Ortega expulsa a la ONU de Nicaragua

La decisión llega como reacción al informe de la misión de derechos humanos, que denunció el «alto grado de represión» del Gobierno contra los opositores


bogotá / E. La Voz

Daniel Ortega parece decidido a plantar cara a la comunidad internacional. El Gobierno nicaragüense expulsó ayer del país a una misión del Alto Comisionado de las Naciones Unidas para los Derechos Humanos (Acnudh). Managua dio dos horas a los funcionarios de la ONU para abandonar el país, según Vilma Núñez de Escorcia, directora del Centro Nicaragüense de los Derechos Humanos (Cenidh), considerado por el oficialismo como un enclave opositor. «Es una decisión insólita, injusta y desproporcionada», dijo la activista, quien cree que la expulsión es un «mensaje grave a la comunidad internacional».

La medida fue comunicada mediante una misiva hecha pública por la prensa nicaragüense y por José Miguel Vivanco, director de la oenegé Human Rights Watch. El ministro de Exteriores nicaragüense, Denis Moncada, firma la carta. Destaca que la Acnudh fue invitada el pasado 19 de junio «con el fin de asegurar el desmantelamiento de los tranques» y que, «considerando que han cesado las razones» originarias de la convocatoria, comunica a la misión de la ONU que «da por concluida la invitación y finalizada la visita».

La expulsión se produce dos días después de la publicación de un duro informe de la Acnudh sobre las protestas antigubernamentales iniciadas el pasado 18 de abril, que han dejado más de 300 muertos, según los funcionarios de Naciones Unidas. El texto señala un «uso excesivo de la fuerza» y violaciones a los derechos humanos por parte de las autoridades nicaragüenses y las fuerzas paramilitares afines al presidente Ortega. Esos civiles armados progubernamentales actúan con el beneplácito de las autoridades y altos cargos estatales, y a veces de forma coordinada con los mismos, según la Acnudh.

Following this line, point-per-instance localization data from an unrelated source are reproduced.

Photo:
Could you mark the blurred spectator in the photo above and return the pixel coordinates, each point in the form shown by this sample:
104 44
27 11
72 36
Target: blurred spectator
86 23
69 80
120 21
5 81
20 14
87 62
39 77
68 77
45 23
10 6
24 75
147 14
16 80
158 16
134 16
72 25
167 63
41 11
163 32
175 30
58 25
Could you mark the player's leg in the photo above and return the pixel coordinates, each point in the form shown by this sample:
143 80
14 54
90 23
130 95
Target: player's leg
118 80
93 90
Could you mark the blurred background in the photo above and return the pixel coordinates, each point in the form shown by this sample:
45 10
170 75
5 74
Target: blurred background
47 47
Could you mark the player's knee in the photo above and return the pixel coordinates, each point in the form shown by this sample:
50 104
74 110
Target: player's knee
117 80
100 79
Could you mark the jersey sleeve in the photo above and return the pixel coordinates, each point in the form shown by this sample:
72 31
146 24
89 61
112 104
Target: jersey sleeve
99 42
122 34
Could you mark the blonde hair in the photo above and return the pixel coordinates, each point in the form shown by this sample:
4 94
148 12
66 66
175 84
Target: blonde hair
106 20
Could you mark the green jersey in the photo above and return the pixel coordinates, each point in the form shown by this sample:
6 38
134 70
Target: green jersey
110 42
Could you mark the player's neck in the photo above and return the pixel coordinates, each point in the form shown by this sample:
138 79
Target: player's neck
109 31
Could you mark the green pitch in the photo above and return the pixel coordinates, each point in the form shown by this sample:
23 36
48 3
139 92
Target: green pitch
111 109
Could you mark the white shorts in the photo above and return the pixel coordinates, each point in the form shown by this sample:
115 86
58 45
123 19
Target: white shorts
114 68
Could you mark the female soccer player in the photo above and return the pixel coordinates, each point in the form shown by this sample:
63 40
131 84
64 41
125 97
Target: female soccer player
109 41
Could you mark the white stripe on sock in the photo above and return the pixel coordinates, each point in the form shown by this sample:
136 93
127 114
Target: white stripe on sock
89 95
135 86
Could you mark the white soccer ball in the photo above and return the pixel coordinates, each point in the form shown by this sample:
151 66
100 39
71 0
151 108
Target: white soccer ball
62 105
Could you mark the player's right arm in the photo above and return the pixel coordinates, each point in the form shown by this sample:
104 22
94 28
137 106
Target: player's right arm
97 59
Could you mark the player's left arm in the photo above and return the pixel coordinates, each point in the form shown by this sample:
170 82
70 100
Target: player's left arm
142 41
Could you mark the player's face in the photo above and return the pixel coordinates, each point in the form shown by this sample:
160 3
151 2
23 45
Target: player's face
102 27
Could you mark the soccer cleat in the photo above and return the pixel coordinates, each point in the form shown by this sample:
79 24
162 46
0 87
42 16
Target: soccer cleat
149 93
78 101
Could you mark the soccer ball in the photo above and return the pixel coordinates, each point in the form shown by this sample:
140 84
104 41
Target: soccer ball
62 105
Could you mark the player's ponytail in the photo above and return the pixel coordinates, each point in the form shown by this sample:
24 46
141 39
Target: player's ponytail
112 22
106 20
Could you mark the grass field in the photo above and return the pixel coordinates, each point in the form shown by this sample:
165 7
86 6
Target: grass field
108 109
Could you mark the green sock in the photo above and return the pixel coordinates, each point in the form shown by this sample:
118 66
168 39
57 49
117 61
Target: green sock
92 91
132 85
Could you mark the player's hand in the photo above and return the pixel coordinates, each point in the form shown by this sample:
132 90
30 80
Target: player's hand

En el compendio de violaciones a los derechos humanos, los funcionarios de la ONU incluyen ejecuciones extrajudiciales, detenciones arbitrarias, torturas, violencia sexual y criminalización de líderes sociales y de periodistas críticos. «Este patrón instauró un clima de miedo y desconfianza en la población. El nivel de persecución es tal que muchos de los que participaron en las protestas, defendiendo los derechos de los manifestantes, o simplemente expresando una opinión disidente, se escondieron, abandonaron Nicaragua o tratan de hacerlo», dice la Acnudh.

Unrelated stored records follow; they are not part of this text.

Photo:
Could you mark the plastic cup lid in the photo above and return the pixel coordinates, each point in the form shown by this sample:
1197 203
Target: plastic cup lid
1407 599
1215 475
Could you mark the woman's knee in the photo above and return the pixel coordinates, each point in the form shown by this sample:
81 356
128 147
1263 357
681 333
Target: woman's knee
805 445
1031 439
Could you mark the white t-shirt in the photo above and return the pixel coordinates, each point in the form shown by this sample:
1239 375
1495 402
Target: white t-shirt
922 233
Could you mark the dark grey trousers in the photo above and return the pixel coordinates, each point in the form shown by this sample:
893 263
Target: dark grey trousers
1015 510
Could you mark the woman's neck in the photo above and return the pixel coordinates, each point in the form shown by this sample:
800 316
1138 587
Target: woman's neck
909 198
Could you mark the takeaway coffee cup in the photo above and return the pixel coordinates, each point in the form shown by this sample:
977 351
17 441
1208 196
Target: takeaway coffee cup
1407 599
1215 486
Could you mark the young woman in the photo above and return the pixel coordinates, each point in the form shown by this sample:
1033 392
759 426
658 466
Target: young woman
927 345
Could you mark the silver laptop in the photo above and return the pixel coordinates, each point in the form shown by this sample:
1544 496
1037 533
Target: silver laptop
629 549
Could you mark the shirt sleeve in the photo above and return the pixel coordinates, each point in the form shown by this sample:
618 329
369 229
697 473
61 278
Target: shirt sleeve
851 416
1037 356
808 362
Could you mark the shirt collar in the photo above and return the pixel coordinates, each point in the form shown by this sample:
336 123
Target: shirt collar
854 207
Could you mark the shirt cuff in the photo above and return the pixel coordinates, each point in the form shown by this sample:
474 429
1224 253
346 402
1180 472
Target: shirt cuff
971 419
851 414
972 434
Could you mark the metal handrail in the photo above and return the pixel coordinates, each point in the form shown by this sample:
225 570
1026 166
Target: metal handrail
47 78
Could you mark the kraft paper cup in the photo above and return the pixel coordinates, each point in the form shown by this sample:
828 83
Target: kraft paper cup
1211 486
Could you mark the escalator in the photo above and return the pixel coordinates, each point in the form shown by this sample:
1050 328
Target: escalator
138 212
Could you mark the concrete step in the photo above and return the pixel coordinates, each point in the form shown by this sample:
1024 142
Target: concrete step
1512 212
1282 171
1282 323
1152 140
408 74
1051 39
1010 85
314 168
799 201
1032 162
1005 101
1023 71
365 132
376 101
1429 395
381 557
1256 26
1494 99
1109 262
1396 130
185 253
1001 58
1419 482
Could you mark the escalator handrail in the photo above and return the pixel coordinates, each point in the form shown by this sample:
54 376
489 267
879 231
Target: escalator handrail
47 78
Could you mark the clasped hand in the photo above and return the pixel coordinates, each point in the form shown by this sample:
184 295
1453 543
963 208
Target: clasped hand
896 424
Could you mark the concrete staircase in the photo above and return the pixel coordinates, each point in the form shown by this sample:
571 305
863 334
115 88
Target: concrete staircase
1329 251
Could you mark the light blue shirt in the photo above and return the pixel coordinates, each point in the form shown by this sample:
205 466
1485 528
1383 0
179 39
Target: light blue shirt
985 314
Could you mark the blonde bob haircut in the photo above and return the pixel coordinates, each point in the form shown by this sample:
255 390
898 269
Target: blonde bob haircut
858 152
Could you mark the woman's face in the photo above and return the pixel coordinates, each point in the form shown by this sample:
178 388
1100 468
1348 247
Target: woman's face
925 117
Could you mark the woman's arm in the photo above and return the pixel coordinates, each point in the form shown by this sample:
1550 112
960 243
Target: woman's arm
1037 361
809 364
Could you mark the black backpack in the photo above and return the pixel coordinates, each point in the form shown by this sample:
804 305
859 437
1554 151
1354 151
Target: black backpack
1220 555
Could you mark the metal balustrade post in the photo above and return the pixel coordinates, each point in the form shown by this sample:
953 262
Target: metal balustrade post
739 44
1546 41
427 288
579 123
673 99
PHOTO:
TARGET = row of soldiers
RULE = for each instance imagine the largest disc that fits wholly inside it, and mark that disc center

El Gobierno nicaragüense rechazó el informe. Cree que la Acnudh «se extralimitó» en sus funciones y prejuzga lo ocurrido. «Si el torturado es sandinista no existe. Los 22 policías asesinados no existen. Para ellos los terroristas golpistas son unos angelitos que no torturaron a nadie, no mataron a nadie», dijo Ortega en un mitin el miércoles. El presidente acusó a la Acnudh de ser «un instrumento de la política de la muerte, del terror y la mentira, de la infamia» controlado «por los poderosos, por los que se adueñaron de continentes enteros, por los que cometieron genocidios sobre pueblos enteros». El informe de los funcionarios de la ONU podría ser discutido en el Consejo Permanente el miércoles.

Presos en huelga de hambre y miles de exiliados en Costa Rica

Al menos 120 personas que participaron en las protestas antigubernamentales de Nicaragua están recluidas en el sistema penitenciario del país centroamericano, según la Comisión Permanente de los Derechos Humanos. Un grupo de 26 reos iniciaron una huelga de hambre para pedir que se respeten sus derechos y exigir su liberación. Los presos pidieron, asimismo, que se autorice el ingreso a las cárceles a la Comisión Interamericana de los Derechos Humanos (CIDH), a Naciones Unidas y a la Organización de Estados Americanos (OEA). «Hemos perdido el miedo y estamos dispuestos a entregar la vida por nuestra patria y la libertad», expresaron los reos mediante una misiva. Muchos de quienes participaron en las protestas emigraron de manera legal o clandestina a los países vecinos para evitar una posible detención.

Daniel Ortega admitió el miércoles que unos 26.000 nicaragüenses cruzaron la frontera sur hacia Costa Rica y pidió a las autoridades de aquel país un listado de las personas que solicitaron asilo. Su intención es identificar a quienes cometieron «actos terroristas» para su procesamiento judicial. «Si se sienten libres de pecado pueden regresar con la seguridad de que nadie los va a detener», dijo el presidente. El canciller costarricense rechazó entregar lista alguna pocas horas después y confirmó que más de 26.000 nicaragüenses pidieron refugio en su territorio.